With the Zero Aries point in tropical (Western) astrology moving backwards at the rate of one degree every 72 years, by the time a person gets into their 40’s, 50’s and 60’s there is going to be a divergence of about half a degree between the original natal position and the current transiting position (read from the continually retrograding Vernal Equinox.)
The Moon will take only a few minutes to an hour to traverse that difference, but with the inner planets it will take a day or so to cross that gap, and with the outer planets Saturn through Pluto it could take up to a week to a few months to traverse. Therefore, prediction of the exact aspects formed by transiting planets will be off by those same amount of days, weeks, or months.
In my early days of experimenting with the sidereal zodiac I noticed immediately a greater power of transit predictions, whereas with tropical calculations transits did not seem to be very effective.
So my advice to all astrologers (and non-astrologer lay people) is to make sure your transit printouts and reports are calculated using precession-corrected timing.
Some astrologers are not that tech-savvy with regards to timing, zodiacs, precession and all the other mathematical points of the art; but applying the exact calculation with today’s powerful computer software proves the profound precision and accuracy of the universe with regards to human affairs.
For all intents and purposes, we can say that the tropical zodiac is more psychological in it’s results, while the sidereal zodiac seems to focus more on the level of what we do and the karma created thereby.
There are a lot scientific, religious and political beliefs today that are based on assumptions, biases, and prejudices; anything except facts, empirical proof, or real analysis. Why wouldn’t it be much different for the world of astrologers?
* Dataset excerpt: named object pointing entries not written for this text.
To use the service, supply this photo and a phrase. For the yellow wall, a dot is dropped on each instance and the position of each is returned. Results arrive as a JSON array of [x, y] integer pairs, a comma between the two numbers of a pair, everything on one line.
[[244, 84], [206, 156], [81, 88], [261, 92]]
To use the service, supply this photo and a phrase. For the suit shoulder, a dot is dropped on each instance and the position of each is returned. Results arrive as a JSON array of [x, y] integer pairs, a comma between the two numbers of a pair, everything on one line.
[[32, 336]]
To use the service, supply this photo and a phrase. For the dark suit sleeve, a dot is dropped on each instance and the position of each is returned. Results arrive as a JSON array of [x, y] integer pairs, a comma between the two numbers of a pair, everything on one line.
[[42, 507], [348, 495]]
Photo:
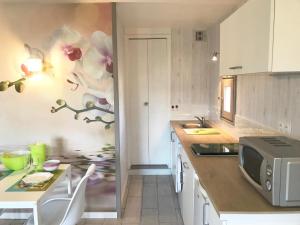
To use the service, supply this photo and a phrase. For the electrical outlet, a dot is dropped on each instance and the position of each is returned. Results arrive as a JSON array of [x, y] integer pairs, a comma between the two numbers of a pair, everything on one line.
[[288, 128], [285, 127], [281, 127]]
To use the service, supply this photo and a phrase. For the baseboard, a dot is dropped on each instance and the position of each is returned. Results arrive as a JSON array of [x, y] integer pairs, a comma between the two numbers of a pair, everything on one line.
[[99, 215], [125, 194], [149, 172], [86, 215]]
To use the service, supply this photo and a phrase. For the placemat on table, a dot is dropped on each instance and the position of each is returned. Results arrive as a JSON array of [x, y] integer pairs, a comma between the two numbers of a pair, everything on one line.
[[5, 173], [20, 186]]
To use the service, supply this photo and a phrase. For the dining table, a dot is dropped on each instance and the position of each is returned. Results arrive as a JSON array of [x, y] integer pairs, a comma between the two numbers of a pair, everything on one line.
[[30, 199]]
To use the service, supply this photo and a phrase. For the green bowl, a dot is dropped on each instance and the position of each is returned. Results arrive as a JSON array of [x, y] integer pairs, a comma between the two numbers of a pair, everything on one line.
[[15, 160]]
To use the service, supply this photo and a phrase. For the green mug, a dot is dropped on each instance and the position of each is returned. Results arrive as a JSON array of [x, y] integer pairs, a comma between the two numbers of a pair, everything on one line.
[[38, 155]]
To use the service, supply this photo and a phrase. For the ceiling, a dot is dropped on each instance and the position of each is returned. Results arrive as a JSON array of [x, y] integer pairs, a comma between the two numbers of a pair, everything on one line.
[[198, 14], [163, 13]]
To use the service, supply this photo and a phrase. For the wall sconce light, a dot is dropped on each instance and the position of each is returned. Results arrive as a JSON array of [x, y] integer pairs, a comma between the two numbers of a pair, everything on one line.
[[33, 65], [215, 56]]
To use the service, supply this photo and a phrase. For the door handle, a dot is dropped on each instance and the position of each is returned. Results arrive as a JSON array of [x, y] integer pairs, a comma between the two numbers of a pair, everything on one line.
[[205, 205], [185, 165]]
Every astrologer needs to use the system that works best and has proven itself to be so through some sort of rigorous empirical analysis. My allegiance will always be to the system which yields the best results.
This article is a summation of my speculations. I am not an authority on the matter, I’ve just done a lot of chart readings and had opportunity to compare methods since the early 2000’s, and I’ve done a lot of reading about these issues as I’ve started to become a teacher of astrology myself.